Outlier Identification and Removal Flashcards
WHEN CAN WE USE STD OF SAMPLE AS CUT-OFF FOR IDENTIFYING OUTLIERS? P73
When the distribution is Gaussian or Gaussian-like (68,95,99.7 rule)
WHAT ARE THE CUT-OFF VALUES FOR OUTLIERS IN GAUSSIAN/GAUSSIAN-LIKE DISTRIBUTION? P73
Three standard deviations from the mean is a common cut-off in practice for identifying outliers in a Gaussian or Gaussian-like distribution. For smaller samples of data, perhaps a value of 2 standard deviations (95 percent) can be used, and for larger samples, perhaps a value of 4 standard deviations (99.9 percent) can be used.
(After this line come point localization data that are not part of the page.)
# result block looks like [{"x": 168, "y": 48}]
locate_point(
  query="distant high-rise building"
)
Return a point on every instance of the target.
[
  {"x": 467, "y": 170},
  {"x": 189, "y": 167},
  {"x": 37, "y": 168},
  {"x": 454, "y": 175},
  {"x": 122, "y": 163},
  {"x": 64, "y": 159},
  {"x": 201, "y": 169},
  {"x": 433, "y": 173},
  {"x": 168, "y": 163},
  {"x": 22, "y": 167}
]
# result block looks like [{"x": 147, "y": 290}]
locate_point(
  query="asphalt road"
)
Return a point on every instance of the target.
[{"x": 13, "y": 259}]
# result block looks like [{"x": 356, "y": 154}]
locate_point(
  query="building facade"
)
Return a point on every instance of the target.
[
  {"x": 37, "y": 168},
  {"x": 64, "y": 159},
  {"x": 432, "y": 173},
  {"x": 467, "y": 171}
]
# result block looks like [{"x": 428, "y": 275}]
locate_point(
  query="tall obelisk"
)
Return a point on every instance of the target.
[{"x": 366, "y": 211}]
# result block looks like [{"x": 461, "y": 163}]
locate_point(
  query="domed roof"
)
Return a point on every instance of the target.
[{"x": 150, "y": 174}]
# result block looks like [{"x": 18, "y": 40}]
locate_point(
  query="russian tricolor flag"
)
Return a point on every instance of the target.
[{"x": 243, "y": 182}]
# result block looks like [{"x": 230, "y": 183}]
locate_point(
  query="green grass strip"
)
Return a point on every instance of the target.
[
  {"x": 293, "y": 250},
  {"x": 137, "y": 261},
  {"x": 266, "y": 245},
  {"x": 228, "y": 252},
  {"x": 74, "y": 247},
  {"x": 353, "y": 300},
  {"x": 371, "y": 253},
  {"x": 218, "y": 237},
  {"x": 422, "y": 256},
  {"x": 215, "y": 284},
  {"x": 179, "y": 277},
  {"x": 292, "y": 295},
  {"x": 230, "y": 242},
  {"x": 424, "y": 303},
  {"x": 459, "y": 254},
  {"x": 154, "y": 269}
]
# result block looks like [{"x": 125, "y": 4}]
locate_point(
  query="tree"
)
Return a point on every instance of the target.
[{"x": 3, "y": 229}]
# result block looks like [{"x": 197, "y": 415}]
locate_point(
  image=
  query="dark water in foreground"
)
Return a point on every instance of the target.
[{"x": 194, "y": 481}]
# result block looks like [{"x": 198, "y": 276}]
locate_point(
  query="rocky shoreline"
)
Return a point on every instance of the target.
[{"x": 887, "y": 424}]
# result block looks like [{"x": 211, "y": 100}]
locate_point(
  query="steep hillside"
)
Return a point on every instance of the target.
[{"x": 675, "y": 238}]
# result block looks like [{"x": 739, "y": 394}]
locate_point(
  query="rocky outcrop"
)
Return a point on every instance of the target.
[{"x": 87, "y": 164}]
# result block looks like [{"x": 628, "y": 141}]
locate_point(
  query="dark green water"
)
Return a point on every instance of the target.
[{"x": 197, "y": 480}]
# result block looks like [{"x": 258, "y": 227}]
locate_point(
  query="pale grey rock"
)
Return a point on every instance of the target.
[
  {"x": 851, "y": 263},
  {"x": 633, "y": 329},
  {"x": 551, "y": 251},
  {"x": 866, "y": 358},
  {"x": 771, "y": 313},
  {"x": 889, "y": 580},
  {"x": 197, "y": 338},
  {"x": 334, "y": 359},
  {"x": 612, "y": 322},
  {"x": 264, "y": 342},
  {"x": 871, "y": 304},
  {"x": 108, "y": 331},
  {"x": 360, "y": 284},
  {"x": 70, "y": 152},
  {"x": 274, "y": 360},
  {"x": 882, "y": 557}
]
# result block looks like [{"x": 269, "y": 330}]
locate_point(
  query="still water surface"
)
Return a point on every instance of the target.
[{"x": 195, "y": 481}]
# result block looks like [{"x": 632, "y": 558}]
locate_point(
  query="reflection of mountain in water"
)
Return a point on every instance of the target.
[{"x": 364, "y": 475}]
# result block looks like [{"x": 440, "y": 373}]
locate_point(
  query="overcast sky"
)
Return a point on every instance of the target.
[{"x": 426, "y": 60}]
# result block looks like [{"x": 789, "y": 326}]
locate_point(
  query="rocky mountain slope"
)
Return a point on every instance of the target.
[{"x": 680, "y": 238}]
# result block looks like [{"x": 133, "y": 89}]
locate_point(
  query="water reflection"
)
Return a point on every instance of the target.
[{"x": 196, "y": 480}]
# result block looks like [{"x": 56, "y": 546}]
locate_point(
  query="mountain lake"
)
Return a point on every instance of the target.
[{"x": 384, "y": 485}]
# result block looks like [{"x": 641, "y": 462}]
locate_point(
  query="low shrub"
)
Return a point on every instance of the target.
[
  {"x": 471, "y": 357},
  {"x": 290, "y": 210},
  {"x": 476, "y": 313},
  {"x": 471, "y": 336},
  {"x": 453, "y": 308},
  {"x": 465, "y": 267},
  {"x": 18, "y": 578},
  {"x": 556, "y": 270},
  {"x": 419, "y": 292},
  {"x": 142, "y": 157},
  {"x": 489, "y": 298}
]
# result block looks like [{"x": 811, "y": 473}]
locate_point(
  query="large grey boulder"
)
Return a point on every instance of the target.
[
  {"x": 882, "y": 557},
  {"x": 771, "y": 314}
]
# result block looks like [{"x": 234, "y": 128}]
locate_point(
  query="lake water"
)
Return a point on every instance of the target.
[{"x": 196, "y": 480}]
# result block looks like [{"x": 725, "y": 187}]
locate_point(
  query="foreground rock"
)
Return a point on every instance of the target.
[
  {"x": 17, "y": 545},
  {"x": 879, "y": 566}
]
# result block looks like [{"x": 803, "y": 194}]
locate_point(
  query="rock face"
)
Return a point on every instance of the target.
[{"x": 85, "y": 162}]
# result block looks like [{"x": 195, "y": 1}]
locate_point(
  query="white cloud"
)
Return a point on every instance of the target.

HOW CAN WE COMPUTE CUT-OFF FOR OUTLIERS IN GAUSSIAN/GAUSSIAN-LIKE DISTRIBUTION? (code) P74
Cut_off=data_std*3
Lower,upper= data_mean-cut_off, data_mean+cut_off
Values lower than Lower and higher that upper, are outliers.
WHAT IS A GOOD WAY FOR HANDLING OUTLIERS IN NON-GAUSSIAN DISTRIBUTED DATA MANUALLY? AND HOW IS IT CALCULATED?
Interquartile range, (75th percentile -25th percentile), it’s calculated by defining limits on the sample values that are a factor k of the IQR below the 25th percentile or above the 75th percentile. K usually is 1.5
HOW TO FIND 25TH AND 75TH PERCENTILE? AND CALCULATE CUTOFF? CODE P76
Percentile(data,25) or percentile(data,75)
IQR=q75-q25
CUTOFF=IQR*1.5
LOWER,UPPER=Q25-CUTOFF,Q75+CUTOFF
WITH WHAT CLASS IN SKLEARN CAN WE AUTOMATICALLY DETECT OUTLIERS? WHAT IS ITS WEAKNESS? HOW DOES IT WORK? P77 (WORKED EXAMPLE P78 P79)
LocalOutlierFactor.
This can work well for feature spaces with low dimensionality (few features), although it can become less reliable as the number of features is increased, referred to as the curse of dimensionality.
Each example is assigned a scoring of how isolated or how likely it is to be outliers based on the size of its local neighborhood. It marks each row in the training dataset as normal (1) or an outlier (-1).